IEEE TMM - Representing and Coding Light Field Images and Video

Our paper, “Steered Mixture-of-Experts for Light Field Images and Video: Representation and Coding”, has been accepted in IEEE Transactions on Multimedia

Key observations

Introduction of a novel representation method for any-dimensional image data embedded in a strong Bayesian framework
Multiple short conference papers have been presented on the subject, but no full paper was yet published. Extra novelties are: coding experiments on light field images, novel light field experiments, including subjective tests and novel experiments on light field video
Instead of pixels, the smallest image-“atom” is the so-called kernel. A kernel simultaneously defines a multi-dimensional region in the image to represent and defines a function (here: a gradient) to use as the representation.
The model allows for superior coding performance in low- to mid-level bitrates especially when the dimensionality increases, for example in 5-D light field video.
Nevertheless, the method is mainly interesting for the functionality that it provides, i.e. functionality that will be required for virtual reality applications based on camera-captured data:
- Full zero-delay random access
- Light-weight pixel-parallel view reconstruction
- Intrinsic view interpolation and super-resolution

Abstract

Research in light field (LF) processing has heavily increased over the last decade. This is largely driven by the desire to achieve the same level of immersion and navigational freedom for camera-captured scenes as it is currently available for CGI content. Standardization organizations such as MPEG and JPEG continue to follow conventional coding paradigms in which viewpoints are discretely represented on 2-D regular grids. These grids are then further decorrelated through hybrid DPCM/transform techniques. However, we argue these 2-D regular grids are less suited for high-dimensional data, such as light fields.

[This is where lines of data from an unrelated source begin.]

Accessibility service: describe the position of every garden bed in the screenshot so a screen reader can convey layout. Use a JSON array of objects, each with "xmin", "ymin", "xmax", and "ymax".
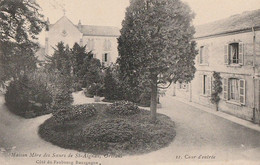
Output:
[{"xmin": 38, "ymin": 103, "xmax": 176, "ymax": 156}]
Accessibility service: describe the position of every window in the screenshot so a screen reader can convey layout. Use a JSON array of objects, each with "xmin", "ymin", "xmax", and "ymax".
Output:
[
  {"xmin": 229, "ymin": 78, "xmax": 239, "ymax": 102},
  {"xmin": 224, "ymin": 42, "xmax": 244, "ymax": 65},
  {"xmin": 203, "ymin": 75, "xmax": 207, "ymax": 95},
  {"xmin": 102, "ymin": 53, "xmax": 109, "ymax": 63},
  {"xmin": 104, "ymin": 53, "xmax": 108, "ymax": 62},
  {"xmin": 80, "ymin": 38, "xmax": 83, "ymax": 46},
  {"xmin": 199, "ymin": 46, "xmax": 208, "ymax": 65},
  {"xmin": 87, "ymin": 39, "xmax": 95, "ymax": 50},
  {"xmin": 230, "ymin": 43, "xmax": 239, "ymax": 64},
  {"xmin": 223, "ymin": 78, "xmax": 245, "ymax": 105},
  {"xmin": 201, "ymin": 75, "xmax": 211, "ymax": 96},
  {"xmin": 104, "ymin": 39, "xmax": 111, "ymax": 51}
]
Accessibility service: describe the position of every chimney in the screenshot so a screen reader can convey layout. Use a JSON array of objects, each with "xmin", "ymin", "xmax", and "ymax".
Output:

Example of a SMoE model for a grayscale 2-D image. Kernels operate in the joint coordinate and color space (d). Each kernel defines a region of the image to represent and simultaneously defines a grayscale gradient. Note how the model creates a continuous representation from the discrete pixel data.

In the paper, we propose a novel coding framework for higher-dimensional image modalities, called Steered Mixture-of-Experts (SMoE). Coherent areas in the higher-dimensional space are represented by single higher-dimensional entities, called kernels. These kernels hold spatially localized information about light rays at any angle arriving at a certain region. The global model consists thus of a set of kernels which define a continuous approximation of the underlying plenoptic function. This paper introduces the theory of SMoE and illustrate its application for 2-D images, 4-D LF images, and 5-D LF video. We also propose an efficient coding strategy to convert the model parameters into a bitstream.

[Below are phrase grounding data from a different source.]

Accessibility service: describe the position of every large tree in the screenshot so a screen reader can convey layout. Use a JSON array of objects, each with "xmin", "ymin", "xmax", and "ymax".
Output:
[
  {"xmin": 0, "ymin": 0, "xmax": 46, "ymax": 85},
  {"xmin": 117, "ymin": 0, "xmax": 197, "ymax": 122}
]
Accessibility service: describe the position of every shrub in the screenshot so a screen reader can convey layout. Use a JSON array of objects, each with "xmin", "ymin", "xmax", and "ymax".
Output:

Example of a SMoE model, reconstruction and segmentation of a light field. Notice how single kernels have a spread along all coordinate dimensions, i.e. in the 4-D space. For light field video, the time dimension can be easily added on as SMoE is scalable in dimensionality, a very unique feature.

Even without provisions for high-frequency information, the proposed method performs comparable to the state of the art for low-to-mid range bitrates with respect to subjective visual quality of 4-D LF images. In case of 5-D LF video, we observe superior decorrelation and coding performance with coding gains of a factor of 4x in bitrate for the same quality.

At least equally important is the fact that our method inherently has desired functionality for light field rendering which is lacking in other state-of-the-art techniques: (1) full zero-delay random access, (2) light-weight pixel-parallel view reconstruction, and (3) intrinsic view interpolation and super-resolution.